Thirty miles out of El Paso we were astonished to find ourselves on a concrete road in perfect museum condition, on which in dismal file many cars crept city-ward at the discreet pace of fifteen miles an hour. It was the first bit of good road Toby had encountered for days but an uncanny something in the self-restraint of the ElPasans on the only good road in Texas recalled Houston to us. We joined the funereal procession and arrived in the city without official escort.
Mexico in this southwest corner is merged with Texas, making gay its vast grayness with bright spots of color and slouching figures, and suggesting other-world civilization by its Spanish street signs, and the frankness with which the Latin welcomes the world to the details of his daily life. The outskirts of the town were lined with one story ’dobe huts, and even more fragile shelters made of wattled reeds and mud. Forlorn little Mexican cafés, with temperance signs brazening it out above older and more convivial invitations, failed of their purpose; their purple and blue doors were empty as the be-Sundayed crowds swarmed the streets.
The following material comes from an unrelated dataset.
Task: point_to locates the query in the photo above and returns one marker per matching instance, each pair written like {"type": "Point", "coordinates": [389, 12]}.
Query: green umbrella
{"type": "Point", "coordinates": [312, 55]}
El Paso has its charms, but to us it was too modern and too large to mean more than a convenient place to sleep, shop and have the car overhauled, and the gumbo of Texas, now caked until it had to be chipped off with a chisel, washed from its surface. “The old lady,” as Toby nick-named the car, was to leave Texas as she had entered it,—with clean skirts. Once more we viewed her gray paint, which we had not seen for many a long day. She seemed to feel the difference from her former draggle-tailed state; she pranced a bit, and lightened by several hundred-weight of mud, shied around corners. We gave her her head as we passed the great smelters on the western edge of the town, whose smoke stacks cloud the rims of the mountains they are attacking, and slowly, slowly eating into. A smooth macadam road led us,—at last!—out of Texas. We were not sorry to leave, hospitably as we had been treated. Ahead lay greatermiracles of nature than Texas could offer, and adventure no less. The great prairie of which in two weeks we had only nibbled one corner was behind us. We were fairly embarked on the main objectives of our journey.